English Majors and the Job Market: You’re Okay

English majors get a bad rep when it comes to the job market. Frankly, we’re sick of it. A major goal of this blog is to show the versatility of the English degree. As our “Life After the English Major” section proves, we’re not just blowing smoke. One of the most important skills for any business is communication, and do you know what you’re studying in all of your literature and creative writing classes? Exactly.

According to the NY Times.com article, “Young Workers: U Nd 2 Improve Ur Writing Skills,” by Phyllis Korkki, “In a survey of 100 human resources executives…Nearly half the executives said that entry-level workers lacked writing skills, and 27 percent said that they were deficient in critical thinking.” The years of using dictionaries and thesauruses for unknown words can pay off, as well as studied attention to authors’ word choice and conveyance of mood. Much of today’s communication is done over email or similar text formats where mood can be lost, or most likely, misinterpreted. A person who keeps these lessons in mind can end accidentally passive aggressive messages and make for clearer communication, and few are better equipped for this accomplishment than English majors.

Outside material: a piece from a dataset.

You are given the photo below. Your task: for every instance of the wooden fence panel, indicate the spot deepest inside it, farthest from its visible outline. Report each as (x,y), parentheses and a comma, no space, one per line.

In her September 2009 post on Payscale.com, “Jobs for English Majors: They Do Exist,” Bridget Quigg shows that the numbers prove English majors can be competitive earners. Citing this graph of popular careers for English majors, Quigg presents some of the top positions for English majors:

Technical Writer                                        -      $68,900

Paralegal                                                       –     $53,100

Copywriter                                                   –     $49,900

Online Marketing Content Writer      -      $50,900

These are the median salaries after ten years. As Quigg notes, “They don’t top aerospace engineering majors, who come out number one overall at $108,000 a year,” but still, these aren’t exactly wages of destitution. In her article “Working Your Degree,” on CNN Money.com, Shelly K. Schwartz notes that regarding English majors, “The versatility of the degree, in fact, is what makes the post-graduation job hunt so hard.” This means English majors can fit to nearly any career field, and because the possibilities are so broad, it can be hard to zero in on a particular field, or realize the extent of these possibilities.

There may also be the need to sell yourself a little more to job interviewers. While they may know they need people with good communication skills, they may not know they can find this quality in an English major. This will require an explanation of your skills, which could benefit greatly from using buzzwords, such as your aptitudes concerning “critical thinking” or “dynamic (changeable) communication.” Selling yourself is something everyone has to do in job interviews anyway, so this shouldn’t put you off. Knowing the skills you bring to the table ahead of time can help put you a peg above other applicants, especially when said skills are unique and well-practiced.

In her article, Schwartz goes on to say, “…increasingly, insiders say, one of the fastest growing career choices for English majors is broadly defined as ‘business.’ The verbal and written communication skills that English majors possess remain in top demand at nearly every company in America.” Upon graduation, it’s commonplace for English majors to assume they’ve spent their college careers studying what they enjoy instead of cultivating specialized skills, and so they are left not knowing what directions they can take in terms of a career. The good news is that while you spent your studies doing what you love, you were also cultivating one of the most important skills to the job market: communication. More good news: proficiency with this skill means you can be an asset to any company, because even if an organization is filled with the world’s top tradesmen, people with skills not found anywhere else, the organization needs a good communication system to get the most out of these people—to work efficiently. In Schwartz’s article, Professor Ernest Suarez remarks, “Businesses tell us they like to hire English majors because they feel they can think. They’ve got the writing and analytical skills they need. The rest they can be trained to learn.” Don’t be afraid to mention this in job interviews, applications, or personal statements.